I'm no expert, and a relatively recent convert to them, but I love regular expressions. They make so many awkward text manipulation tasks easy. Today I had to write a little function to turn a legacy application date into a dotnet DateTime struct. The legacy application's date is in the format CYYMMDD where C is the century, 0 for 1900, 1 for 2000 etc, YY is the two digit year, MM is the month and DD is the day of the month.

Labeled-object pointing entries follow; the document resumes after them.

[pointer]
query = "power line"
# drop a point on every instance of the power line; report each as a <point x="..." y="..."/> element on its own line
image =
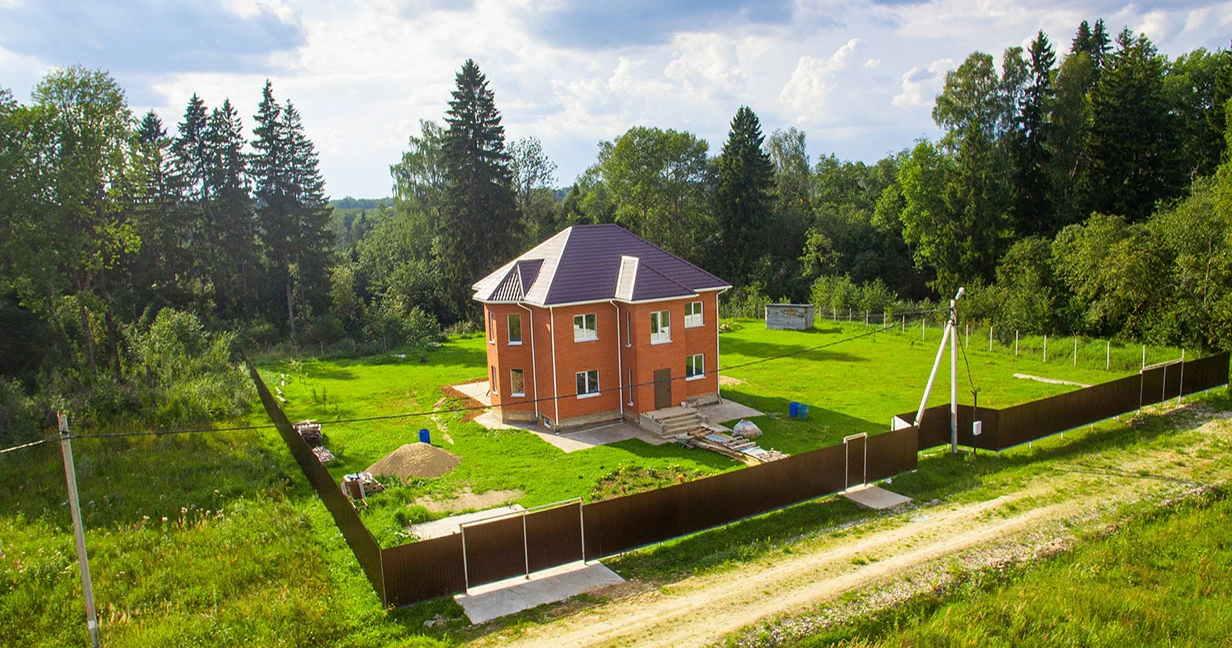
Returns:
<point x="14" y="449"/>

It's really easy to parse this into a DateTime struct using the dotnet Regex class:
public static DateTime ToDateTime(string geniusDate)
{
    Regex regex = new Regex(@"^(\d)(\d{2})(\d{2})(\d{2})$");
    Match match = regex.Match(geniusDate);
    if (!match.Success)
    {
        throw new ArgumentException("not a valid geniusDate");
    }

    int century = (int.Parse(match.Groups[1].Value) * 100) + 1900;
    int year = int.Parse(match.Groups[2].Value) + century;
    int month = int.Parse(match.Groups[3].Value);
    int day = int.Parse(match.Groups[4].Value);

    return new DateTime(year, month, day);
}
Also I really like the regular expression search and replace built into visual studio. Here's one that changes a field declaration like:
 string _name;
into a property like:
 string name
 {
  get{ return _name; }
  set{ _name = value;}
 }
Just put this:
:b*<{.*}>:b<_{.*}>;
in the 'find what' field, and this:
\1 \2\n{\nget{ return _\2; }\nset{ _\2 = value;}\n}
in the 'replace with' field. Don't forget to check the 'Use' check box and select 'Regular expressions'. It's a shame that the regular expression syntax is different for the visual studio and the Regex class. The captures are () in Regex, but {} in visual studio. Now, of course it's much easier to type control R, E and let the refactoring tools do this job for you, but it's a good demonstration of how much you can do with search and replace regular expressions.

1 comment:

Unknown said...

I completely agree! I've just used it for parsing math expressions that contain complex numbers, variables and functions.

I think that would have been an insane task without regex!